Testimony: Judy Lewis

During my childhood years, my parents did not get along with each other. The memory of them fighting and yelling is still very vivid in my mind. I can remember my dad with a butcher knife in his hand, and my mom with a cast iron skillet in her hand protecting herself. Those were such tumultuous times for me as a child. I can’t remember carrying on one conversation with my father. I would often wonder what it would be like to have a Father who loved me and was concerned about me. I had an extended family that lived in the country about fifteen miles from our house. I was allowed to go there for summer vacations.
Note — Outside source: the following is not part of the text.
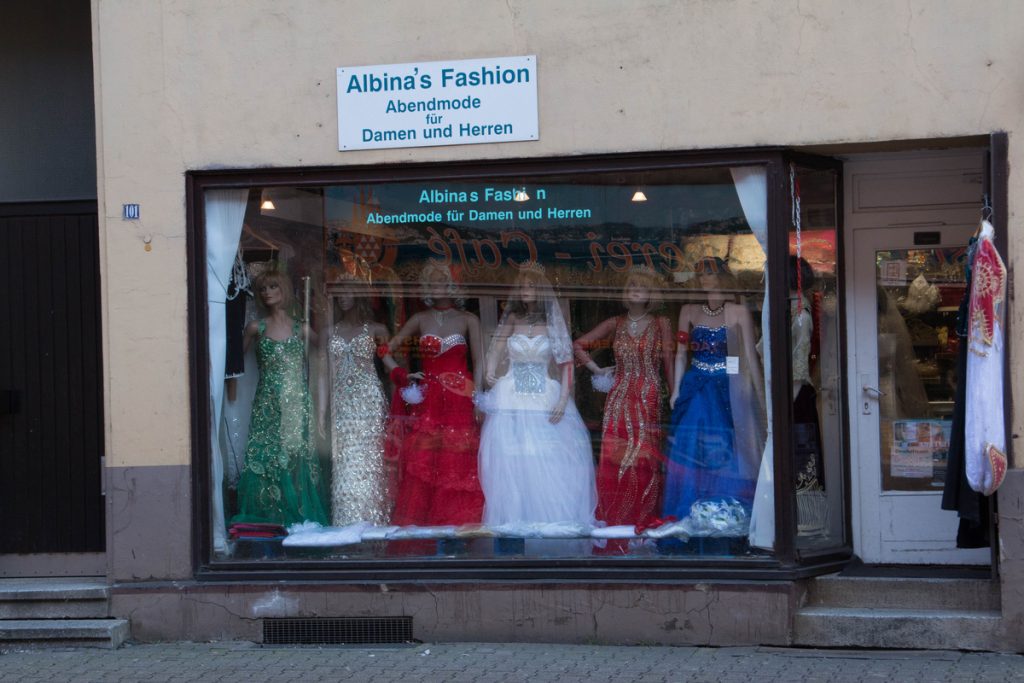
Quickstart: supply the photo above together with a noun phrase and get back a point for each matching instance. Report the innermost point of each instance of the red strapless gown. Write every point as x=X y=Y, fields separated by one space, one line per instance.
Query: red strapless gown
x=437 y=473
x=629 y=474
I looked forward to the tranquility that I would be able to experience during my visits.

Today I can almost feel those warm country evenings. My grandmother would always let me lay near the window. As I lay there, the warm breezes blew across my face, and I watched the thousands of bright stars glittering in the black sky. Sometimes during the day, my aunt would take me fishing in Turkey Creek. If I happen to be lucky enough to arrive on the farm before harvest, I would get to help my aunt prepare meals for the harvest crew. Harvest time was such an exciting time! Sometimes my aunt would go to town and stop at the icehouse. I would get so excited because I knew that we were going to have homemade ice-cream that evening. Those are some good memories that I have tucked away in my mind.
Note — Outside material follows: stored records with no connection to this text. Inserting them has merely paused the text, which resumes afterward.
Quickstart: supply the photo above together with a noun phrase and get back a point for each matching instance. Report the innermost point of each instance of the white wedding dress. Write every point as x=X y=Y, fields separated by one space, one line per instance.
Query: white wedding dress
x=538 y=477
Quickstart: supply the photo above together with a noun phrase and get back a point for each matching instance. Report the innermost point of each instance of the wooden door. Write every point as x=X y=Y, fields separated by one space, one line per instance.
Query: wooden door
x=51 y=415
During my high school years, my half sister would sneak me into the Officers’ Club with her. I started smoking and drinking. I began living a very wicked life and tried to find acceptance any place I could. My mother worked until 11:00 p.m. Many nights, I remember driving home drunk, jumping into bed, and pretending to be asleep so that I my mother wouldn’t discover that I had been drinking. Everyday I lived with guilt and shame, but I excused myself because of my parents’ miserable relationship.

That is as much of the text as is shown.